The following Deep Dive examines how the 2008 financial meltdown paved the way for existing AML/KYC practices, and how FIs can work toward remaining compliant.
Banks, credit unions and other financial institutions have a significant responsibility, one that goes far beyond managing customers’ financial assets: They’re tasked with safeguarding the financial services ecosystem against bad actors, money launderers and other criminals.
A series of regulations was established to encourage a safer, more transparent financial services environment following the 2008 financial crisis. FIs have made strides in establishing know your customer (KYC) and anti money laundering (AML) policies, but these changes are routinely challenged by emerging technology and cross-border transaction costs.
Failure to meet AML/KYC requirement challenges can be costly for FIs, too, with regulators issuing heavy fines for lax security practices or failure to devote sufficient resources to oversight. Money laundering remains a significant problem in the financial services sector, though, despite the urgency brought about by 2008. Some of the highest activity has been reported in Europe, with a recent report finding that 90 percent of the region’s banks have been sanctioned for money laundering in the past decade. The United Nations Office on Drugs and Crime (UNODC) estimates the market for global money laundering is worth approximately $2 trillion per year.
It’s clear that money laundering is not going away on its own, and understanding potential solutions first requires grasping the current state of AML/KYC efforts. The following Deep Dive examines both the financial penalties FIs can face as well as the best practices to remain AML/KYC regulation compliant.
A DIY Approach To AML/KYC
One of the problems that AML/KYC procedures face is lack of standardization. The issue dates to 2014, when the procedures were first rolled out by FinCEN, which intentionally left out specific authentication standards that FIs must follow.

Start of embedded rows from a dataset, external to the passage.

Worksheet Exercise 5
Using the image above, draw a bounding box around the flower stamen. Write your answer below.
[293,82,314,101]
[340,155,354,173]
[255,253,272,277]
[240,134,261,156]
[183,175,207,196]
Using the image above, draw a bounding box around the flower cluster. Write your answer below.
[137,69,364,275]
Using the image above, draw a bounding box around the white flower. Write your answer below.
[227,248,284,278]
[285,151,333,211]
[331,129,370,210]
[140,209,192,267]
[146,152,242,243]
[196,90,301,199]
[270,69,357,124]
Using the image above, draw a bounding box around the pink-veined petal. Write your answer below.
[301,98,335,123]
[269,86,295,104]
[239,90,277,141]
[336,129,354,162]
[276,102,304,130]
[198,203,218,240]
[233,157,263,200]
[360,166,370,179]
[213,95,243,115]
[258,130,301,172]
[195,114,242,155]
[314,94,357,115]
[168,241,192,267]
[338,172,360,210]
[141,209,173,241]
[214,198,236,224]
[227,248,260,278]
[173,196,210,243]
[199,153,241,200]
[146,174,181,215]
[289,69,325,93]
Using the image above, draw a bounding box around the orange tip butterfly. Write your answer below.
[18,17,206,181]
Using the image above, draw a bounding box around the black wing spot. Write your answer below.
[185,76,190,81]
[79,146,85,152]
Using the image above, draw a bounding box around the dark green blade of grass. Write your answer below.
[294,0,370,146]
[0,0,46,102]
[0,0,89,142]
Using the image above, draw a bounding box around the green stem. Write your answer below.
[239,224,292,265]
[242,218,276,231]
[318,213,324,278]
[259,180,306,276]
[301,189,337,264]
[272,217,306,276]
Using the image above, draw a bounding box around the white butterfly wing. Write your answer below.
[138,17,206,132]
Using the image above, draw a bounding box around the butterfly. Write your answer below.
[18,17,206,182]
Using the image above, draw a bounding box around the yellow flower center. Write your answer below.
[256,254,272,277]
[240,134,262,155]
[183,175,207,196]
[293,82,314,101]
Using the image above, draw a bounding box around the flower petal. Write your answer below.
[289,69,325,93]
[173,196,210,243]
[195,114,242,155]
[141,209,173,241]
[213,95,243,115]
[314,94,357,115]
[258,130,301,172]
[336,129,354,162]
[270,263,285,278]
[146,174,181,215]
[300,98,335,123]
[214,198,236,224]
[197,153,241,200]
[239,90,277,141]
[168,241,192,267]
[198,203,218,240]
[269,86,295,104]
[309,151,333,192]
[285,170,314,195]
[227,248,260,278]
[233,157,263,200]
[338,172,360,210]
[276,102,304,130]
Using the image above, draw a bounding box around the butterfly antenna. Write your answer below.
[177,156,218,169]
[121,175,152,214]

It did this in hopes that such groups would implement their own high standards and raise the bar for stricter compliance requirements.

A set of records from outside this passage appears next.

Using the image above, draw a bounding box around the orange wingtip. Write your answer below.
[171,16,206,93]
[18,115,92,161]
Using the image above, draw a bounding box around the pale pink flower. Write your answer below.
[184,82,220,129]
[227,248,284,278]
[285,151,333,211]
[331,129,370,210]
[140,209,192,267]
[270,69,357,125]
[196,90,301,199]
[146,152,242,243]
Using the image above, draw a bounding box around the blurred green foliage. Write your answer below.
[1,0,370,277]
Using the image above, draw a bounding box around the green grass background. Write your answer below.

Allowing banks and FIs to pursue do-it-yourself standardization has unfortunately resulted in a chaotic and confusing system. Different institutions use varying forms of customer identification for verification, for example. One bank might require a birth certificate or passport, but another might need to see a Social Security card or government-backed identification in addition to a driver’s license.
A confusing verification process further contributes to onboarding frictions, often causing customers to re-evaluate their FI relationships. This puts FIs in the delicate position of trying to balance meeting AML/KYC obligations with delivering smooth onboarding and verification. To strike the right balance, they must embrace automated identity verification technology during the onboarding process. This, in turn, can offer a more thorough customer identification review.
Ushering In An AML/KYC Culture Change
Technology isn’t the only way FIs can address AML/KYC issues. Another is adopting a more aggressive approach to rooting out bad actors, a top goal in places like Europe where money laundering continues to be a significant problem.
The region has faced 83 separate AML-related fines imposed by 17 regulators in the past decade, with total penalties valued at approximately $1.7 billion. London-based AI firm Fortytwo Data recently reported that 18 of the 20 banks in the region had been sanctioned for AML-related offenses in the past 10 years, including Barclays, Lloyds, BNP Paribas and, most recently, Danske Bank.
The Dutch market faced the highest AML violation penalties in a decade in 2018. Following a joint investigation with U.S. authorities, ING admitted that criminals had laundered money through its accounts between 2010 and 2016 because of “serious shortcomings” in enforcing due diligence policies. The bank was fined $900 million to settle the investigation.
Certain European markets are flexing more regulatory muscle than others, though. The U.K.’s Financial Conduct Authority (FCA) is a current leader in enforcement, accounting for more than 30 percent of issued AML/KYC fines in Europe in the past 10 years. It appears ready to make AML/KYC even more of a priority with its Senior Managers and Certification Regime (SM&CR), a program which took effect last year to make financial services more accountable. Under the new rules, the FCA will need to approve senior managers at financial services firms and ensure that they clearly understand their responsibilities.
European-wide rules could also further AML/KYC cultural shifts. The implementation of new legislations like the GDPR and the updated Markets in Financial Instruments Directive (MiFID II) in 2018 could lead to even greater enforcement efforts. FIs will face a higher AML/KYC compliance bar as regulators become more aggressive. They must adopt their own cultures of due diligence to meet rising expectations, avoid running afoul of regulators and reduce the risk of hefty fines.
There are several steps banks can take to remain compliant while delivering smooth onboarding processes. They can onboard high-value customers when physically in a branch location, for example, and ask for a wide range of ID types for KYC and AML checks. Potential customers flagged as politically exposed persons can be assigned higher risk scores, and FIs can perform random ID checks throughout patrons’ customer life cycles.
It appears banks have a clear path forward as regulators prepare to turn up the AML/KYC heat: Get aggressive about compliance or risk getting burned by fines.